A new research report by ODI, “Data Revolution – Finding The Missing Million”, (launched yesterday in Cartagena during a Data Festival) tries to make sense of the coming data revolution and what it means for international development. According to the authors: The data revolution is “an explosion in the volume of data, the speed with which data are produced, the number of producers of data, the dissemination of data, and the range of things on which there are data, coming from new technologies such as mobile phones and the internet of things and from other sources, such as qualitative data, citizen-generated data and perceptions data.

For the numerically minded (I proudly include myself in this group) this is a rather welcome transformation. Data, data everywhere – but then why haven’t we, number geeks, solved all of the world’s problems yet?

This is where things get interesting in the report. There are two (for simplicity) main sources of statistics: official and alternative. They both present advantages and particular challenges.

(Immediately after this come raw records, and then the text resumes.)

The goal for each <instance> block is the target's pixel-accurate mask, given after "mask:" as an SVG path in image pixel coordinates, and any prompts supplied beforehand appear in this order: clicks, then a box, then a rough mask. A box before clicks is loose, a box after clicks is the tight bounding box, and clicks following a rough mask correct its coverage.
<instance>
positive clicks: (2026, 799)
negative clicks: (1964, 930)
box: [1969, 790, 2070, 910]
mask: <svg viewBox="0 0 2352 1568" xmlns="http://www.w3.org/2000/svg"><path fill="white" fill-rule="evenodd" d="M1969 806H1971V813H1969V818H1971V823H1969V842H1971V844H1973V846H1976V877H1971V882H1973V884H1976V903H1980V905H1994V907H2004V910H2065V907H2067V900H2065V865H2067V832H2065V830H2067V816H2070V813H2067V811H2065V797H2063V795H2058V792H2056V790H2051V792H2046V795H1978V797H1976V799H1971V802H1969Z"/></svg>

Official development statistics are, for instance, rather expensive, infrequent and often miss the extremes of the distribution. The report indicates that, globally, as many as 350 million people are not covered by official household surveys – most of them either very rich or very poor.

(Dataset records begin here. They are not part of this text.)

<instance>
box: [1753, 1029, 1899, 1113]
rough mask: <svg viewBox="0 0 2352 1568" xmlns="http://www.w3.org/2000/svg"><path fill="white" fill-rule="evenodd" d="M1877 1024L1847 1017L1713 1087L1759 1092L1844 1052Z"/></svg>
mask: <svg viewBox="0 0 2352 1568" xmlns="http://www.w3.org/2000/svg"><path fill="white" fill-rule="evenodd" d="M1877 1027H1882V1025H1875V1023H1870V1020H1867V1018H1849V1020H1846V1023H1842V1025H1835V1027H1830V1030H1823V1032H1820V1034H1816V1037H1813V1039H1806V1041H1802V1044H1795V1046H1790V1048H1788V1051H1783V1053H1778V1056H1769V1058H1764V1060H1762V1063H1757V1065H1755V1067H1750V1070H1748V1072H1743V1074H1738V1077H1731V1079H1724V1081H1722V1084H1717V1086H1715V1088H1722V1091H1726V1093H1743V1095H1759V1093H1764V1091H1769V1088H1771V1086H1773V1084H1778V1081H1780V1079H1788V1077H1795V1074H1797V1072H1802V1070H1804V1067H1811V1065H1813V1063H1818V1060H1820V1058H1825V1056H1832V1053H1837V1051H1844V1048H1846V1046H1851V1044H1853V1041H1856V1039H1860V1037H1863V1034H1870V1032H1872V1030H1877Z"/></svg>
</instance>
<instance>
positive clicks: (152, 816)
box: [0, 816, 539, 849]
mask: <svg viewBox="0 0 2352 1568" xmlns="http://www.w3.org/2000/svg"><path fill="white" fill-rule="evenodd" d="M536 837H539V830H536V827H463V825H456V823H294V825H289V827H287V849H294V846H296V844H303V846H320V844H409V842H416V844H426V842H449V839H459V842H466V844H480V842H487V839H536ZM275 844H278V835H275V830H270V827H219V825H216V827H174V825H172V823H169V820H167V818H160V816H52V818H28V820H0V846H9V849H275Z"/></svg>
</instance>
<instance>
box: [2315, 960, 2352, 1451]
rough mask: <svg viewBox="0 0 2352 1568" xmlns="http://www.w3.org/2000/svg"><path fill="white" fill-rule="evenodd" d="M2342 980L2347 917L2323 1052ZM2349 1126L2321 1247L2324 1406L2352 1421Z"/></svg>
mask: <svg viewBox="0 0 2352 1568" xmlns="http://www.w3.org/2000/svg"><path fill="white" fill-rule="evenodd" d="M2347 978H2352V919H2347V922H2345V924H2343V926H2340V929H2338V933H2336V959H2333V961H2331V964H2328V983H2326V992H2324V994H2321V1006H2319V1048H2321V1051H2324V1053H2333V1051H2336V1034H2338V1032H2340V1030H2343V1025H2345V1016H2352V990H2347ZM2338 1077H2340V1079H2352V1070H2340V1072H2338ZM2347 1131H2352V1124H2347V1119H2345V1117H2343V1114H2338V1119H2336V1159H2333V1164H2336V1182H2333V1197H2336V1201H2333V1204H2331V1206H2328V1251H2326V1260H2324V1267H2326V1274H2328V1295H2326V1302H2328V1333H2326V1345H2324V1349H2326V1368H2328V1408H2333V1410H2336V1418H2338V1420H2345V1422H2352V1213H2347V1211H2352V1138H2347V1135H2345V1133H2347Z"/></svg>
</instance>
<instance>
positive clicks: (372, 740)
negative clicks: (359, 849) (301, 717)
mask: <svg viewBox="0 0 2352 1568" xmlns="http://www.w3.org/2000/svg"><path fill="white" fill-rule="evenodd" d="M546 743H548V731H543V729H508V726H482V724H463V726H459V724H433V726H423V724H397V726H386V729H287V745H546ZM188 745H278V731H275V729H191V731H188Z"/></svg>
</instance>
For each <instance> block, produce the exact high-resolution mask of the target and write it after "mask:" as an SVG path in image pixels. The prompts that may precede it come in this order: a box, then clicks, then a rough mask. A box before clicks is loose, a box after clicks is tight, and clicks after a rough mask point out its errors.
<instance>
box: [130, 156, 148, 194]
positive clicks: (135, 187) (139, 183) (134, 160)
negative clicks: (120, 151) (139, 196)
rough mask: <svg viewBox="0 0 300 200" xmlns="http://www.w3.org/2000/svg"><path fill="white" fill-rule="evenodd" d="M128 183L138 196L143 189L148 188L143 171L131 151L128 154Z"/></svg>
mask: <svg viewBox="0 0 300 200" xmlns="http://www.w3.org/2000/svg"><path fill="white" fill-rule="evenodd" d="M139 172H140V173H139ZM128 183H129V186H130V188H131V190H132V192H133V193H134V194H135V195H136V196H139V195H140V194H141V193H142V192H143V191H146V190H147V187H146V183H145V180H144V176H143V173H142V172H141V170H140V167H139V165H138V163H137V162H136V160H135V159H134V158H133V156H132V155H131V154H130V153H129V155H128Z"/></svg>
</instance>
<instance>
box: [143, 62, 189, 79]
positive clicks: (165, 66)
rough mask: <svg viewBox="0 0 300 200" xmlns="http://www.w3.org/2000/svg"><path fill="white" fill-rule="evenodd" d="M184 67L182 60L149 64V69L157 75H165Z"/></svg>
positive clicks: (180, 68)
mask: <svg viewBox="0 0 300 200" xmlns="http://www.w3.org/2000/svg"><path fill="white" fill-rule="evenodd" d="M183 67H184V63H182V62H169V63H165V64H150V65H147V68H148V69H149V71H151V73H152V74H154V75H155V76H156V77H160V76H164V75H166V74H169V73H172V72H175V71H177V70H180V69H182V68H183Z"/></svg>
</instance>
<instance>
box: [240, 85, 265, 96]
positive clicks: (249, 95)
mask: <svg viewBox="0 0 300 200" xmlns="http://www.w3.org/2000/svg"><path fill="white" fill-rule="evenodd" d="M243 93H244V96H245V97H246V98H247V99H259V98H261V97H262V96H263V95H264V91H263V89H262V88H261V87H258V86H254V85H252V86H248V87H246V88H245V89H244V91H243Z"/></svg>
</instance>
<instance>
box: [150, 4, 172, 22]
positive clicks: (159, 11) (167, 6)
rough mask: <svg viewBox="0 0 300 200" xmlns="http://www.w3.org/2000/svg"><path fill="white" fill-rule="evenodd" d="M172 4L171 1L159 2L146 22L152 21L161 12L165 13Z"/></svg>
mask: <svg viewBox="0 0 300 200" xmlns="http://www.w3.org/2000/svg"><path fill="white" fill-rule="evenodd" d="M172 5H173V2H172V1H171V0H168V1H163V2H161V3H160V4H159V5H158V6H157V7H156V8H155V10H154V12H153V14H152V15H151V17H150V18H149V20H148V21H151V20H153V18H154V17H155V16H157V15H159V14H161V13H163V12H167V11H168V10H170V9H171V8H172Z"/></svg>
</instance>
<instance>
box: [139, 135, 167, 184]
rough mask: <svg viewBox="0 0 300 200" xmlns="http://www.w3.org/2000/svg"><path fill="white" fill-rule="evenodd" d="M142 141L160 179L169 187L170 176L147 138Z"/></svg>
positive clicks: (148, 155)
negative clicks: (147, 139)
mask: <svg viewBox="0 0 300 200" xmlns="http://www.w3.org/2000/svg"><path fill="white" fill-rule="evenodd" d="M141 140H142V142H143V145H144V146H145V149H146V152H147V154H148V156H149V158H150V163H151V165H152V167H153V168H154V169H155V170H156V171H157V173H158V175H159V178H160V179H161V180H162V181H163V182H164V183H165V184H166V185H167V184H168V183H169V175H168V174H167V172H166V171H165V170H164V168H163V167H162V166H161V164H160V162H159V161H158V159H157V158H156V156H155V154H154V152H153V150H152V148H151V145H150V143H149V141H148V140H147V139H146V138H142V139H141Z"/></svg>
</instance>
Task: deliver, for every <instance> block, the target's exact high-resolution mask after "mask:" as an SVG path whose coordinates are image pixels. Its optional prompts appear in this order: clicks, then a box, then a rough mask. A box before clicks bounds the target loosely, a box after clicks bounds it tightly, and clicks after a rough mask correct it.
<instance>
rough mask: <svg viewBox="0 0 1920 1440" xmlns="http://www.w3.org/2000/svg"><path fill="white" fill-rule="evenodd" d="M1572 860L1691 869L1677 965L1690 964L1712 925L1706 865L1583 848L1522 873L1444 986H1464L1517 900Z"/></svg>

This gap creates massive problems for the most basic of global statistics. Take global income poverty, for instance. According to Laurence Chandy from the Brookings Institution, the ‘fact’ that 25% of the people living in extreme poverty ($1.25 a day) are in sub-Saharan Africa – some 414 million people – is derived by extrapolating from household surveys dating from 2005 or earlier.

There are a lot of expectations about the potential of alternative sources, such as mobile phone generated data, but they are not without difficulties. The databases generated from these alternative sources are messy, often lack methodological consistency and require a lot of pruning and computing power to make basic sense of them.

But revolutions are supposed to be messy. One of the main challenges, the report argues, is the fight for space between official statistics and these alternative sources. This is, in a way, to be expected, as technological advances change the control of who generates statistics and how they’re used. There is some news that indicates that in Tanzania, for instance, the use of non-official statistics could even be criminalized.

In short, the data revolution does have a political economy element. And its success will depend on whether official statisticians see the benefit of working together with outside data scientists to learn more about the condition of a given country.

What are the opportunities to make use of these changes for the benefit of the poorest? There are two that I identify: how to use the increased availability of data for accountability and how to close the digital divide.

It won’t be easy though. There is hope that more information will automatically make governments at all levels more accountable but this seems naive. The report quotes Rakesh Rajani, formerly at Twaweza, an East African organization focusing on citizen accountability:  “There are problems of power and agency – they are the largest challenges for use of data-feedback. Just having new data or ways of analysing doesn’t trump those constraints. If the government was non-responsive before, technology and data won’t solve the problem or suddenly turn it into more responsive. Data doesn’t assure you that voice will count

Similarly, on the digital divide, the problem will not go away solely by improving data collection. The authors give an example in New Zealand relating to the Maori population: “Many Maori do not perceive themselves has having benefitted much from the data collection and use of data. They perceive a real and immediate risk of greater data availability being used for ethnic profiling to their detriment

All this suggests that data availability and measurement innovation will not be enough. There is a need for more data-driven active citizenship – or citizen engagement that makes use of all this new information to promote inclusive policies and projects and ensure effective and appropriate use of resources. The report provides several examples of where this is happening already: Citizen-led poverty lines in Asia (much higher than the accepted $1.25 a day); Dwelling surveys used to negotiate resettlements in Mumbai; Community organizations questioning the Ugandan government about the failure to meet commitments on health expenditure and increase health allocation, among others.

The report contains a lot more information and it’s hard to do justice to it on a blog (measuring poverty using roof materials as proxy, collected by satellite data? check; the rise of the Silicon Savannah in Kenya? check). It has a series of recommendations that seem obvious given the problems described – I found some of them, particularly the quick fixes, lacking in imagination. But overall the report is a very welcome piece – an easy, rather enjoyable read despite the seemingly esoteric topic.

So does this constitute a revolution or am I getting nerdily over-excited? I think new sources and, more importantly, effective use of this avalanche of data will turn many aspects of conventional government upside down, with huge potential to transform power and politics – if not ‘revolution’, what else would you call it?’